The area of the parallelogram with vertices \( (0, 0), (7, 2), (5, 9) \) and \( (12, 11) \) is:

• A. \( 50 \)
• B. \( 54 \)
• C. \( 51 \)
• D. \( 52 \)
• E. \( 53 \)

Hint:

For any parallelogram \( ABCD \), the area is twice the area of triangle \( ABC \). Using the determinant method directly on the vectors from the origin is the fastest way to solve coordinate-based area problems.

Answer 1

Answer: (E)

Concept: The area of a parallelogram with one vertex at the origin \( (0,0) \) and adjacent vertices at \( (x_1, y_1) \) and \( (x_2, y_2) \) is the absolute value of the determinant of the matrix formed by those two vectors: \( \text{Area} = |x_1y_2 - x_2y_1| \).

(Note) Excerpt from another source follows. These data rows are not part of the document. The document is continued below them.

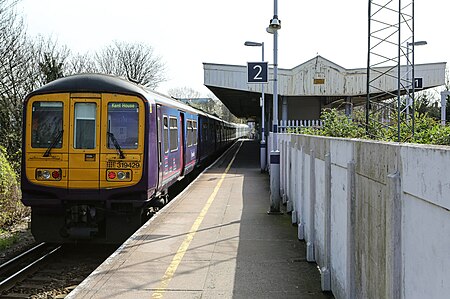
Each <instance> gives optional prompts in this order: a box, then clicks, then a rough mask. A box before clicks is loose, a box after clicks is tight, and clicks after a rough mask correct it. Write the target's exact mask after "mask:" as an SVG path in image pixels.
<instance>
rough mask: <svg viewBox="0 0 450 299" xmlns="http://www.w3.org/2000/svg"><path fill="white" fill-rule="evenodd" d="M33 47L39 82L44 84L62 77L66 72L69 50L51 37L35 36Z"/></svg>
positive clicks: (69, 55)
mask: <svg viewBox="0 0 450 299" xmlns="http://www.w3.org/2000/svg"><path fill="white" fill-rule="evenodd" d="M33 44H34V48H35V53H34V54H35V57H34V63H35V64H36V65H37V66H38V70H39V73H38V75H39V84H40V85H44V84H47V83H49V82H51V81H53V80H56V79H58V78H61V77H63V76H64V75H66V74H67V73H68V71H67V64H68V58H69V56H70V50H69V49H68V48H67V47H66V46H65V45H60V44H59V43H58V41H57V40H56V39H53V38H52V37H48V38H44V37H42V36H39V37H37V39H36V40H35V41H34V42H33Z"/></svg>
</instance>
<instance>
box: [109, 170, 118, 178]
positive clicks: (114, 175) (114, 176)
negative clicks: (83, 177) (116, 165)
mask: <svg viewBox="0 0 450 299" xmlns="http://www.w3.org/2000/svg"><path fill="white" fill-rule="evenodd" d="M115 178H116V173H115V172H114V171H110V172H108V179H110V180H114V179H115Z"/></svg>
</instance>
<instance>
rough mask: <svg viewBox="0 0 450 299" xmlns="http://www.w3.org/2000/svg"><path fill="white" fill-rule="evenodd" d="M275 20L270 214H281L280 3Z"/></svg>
mask: <svg viewBox="0 0 450 299" xmlns="http://www.w3.org/2000/svg"><path fill="white" fill-rule="evenodd" d="M273 6H274V8H273V11H274V12H273V18H272V19H271V20H270V24H269V27H267V29H266V31H267V32H268V33H270V34H273V120H272V121H273V124H272V125H273V128H272V134H273V140H272V148H271V151H270V210H269V211H268V213H269V214H280V213H281V212H280V201H281V200H280V199H281V198H280V151H279V150H278V138H277V134H278V30H279V29H281V21H280V20H279V19H278V1H277V0H274V3H273Z"/></svg>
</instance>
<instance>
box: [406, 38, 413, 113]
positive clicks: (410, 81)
mask: <svg viewBox="0 0 450 299" xmlns="http://www.w3.org/2000/svg"><path fill="white" fill-rule="evenodd" d="M409 44H410V43H409V42H406V121H409V101H410V96H409V87H410V84H411V81H410V80H409V71H410V65H411V63H410V61H409ZM413 47H414V45H413Z"/></svg>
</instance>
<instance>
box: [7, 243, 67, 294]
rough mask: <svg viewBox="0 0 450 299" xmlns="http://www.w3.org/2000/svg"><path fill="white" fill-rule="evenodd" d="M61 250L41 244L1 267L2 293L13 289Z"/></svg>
mask: <svg viewBox="0 0 450 299" xmlns="http://www.w3.org/2000/svg"><path fill="white" fill-rule="evenodd" d="M60 248H61V246H56V245H48V244H46V243H40V244H37V245H36V246H34V247H32V248H31V249H29V250H27V251H25V252H24V253H22V254H19V255H18V256H16V257H14V258H12V259H10V260H9V261H7V262H5V263H3V264H2V265H0V291H1V292H3V291H6V290H9V289H11V288H12V287H13V286H14V285H16V284H17V283H18V282H20V281H21V280H23V279H24V278H25V277H27V276H28V275H29V274H30V273H33V271H35V269H37V268H38V267H39V266H40V265H41V264H42V263H43V262H44V260H45V259H46V258H48V257H49V256H50V255H52V254H54V253H55V252H57V251H58V250H59V249H60Z"/></svg>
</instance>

Step 1: Identify adjacent vectors from the origin.
The vertices are \( O(0,0), A(7,2), B(5,9) \). The fourth vertex \( (12,11) \) is simply the vector sum \( A+B \), confirming \( A \) and \( B \) are adjacent to the origin. Adjacent vectors: \( \vec{u} = (7, 2) \) and \( \vec{v} = (5, 9) \).

Step 2: Calculate the determinant.
\[ \text{Area} = |(7)(9) - (2)(5)| \] \[ \text{Area} = |63 - 10| = 53 \]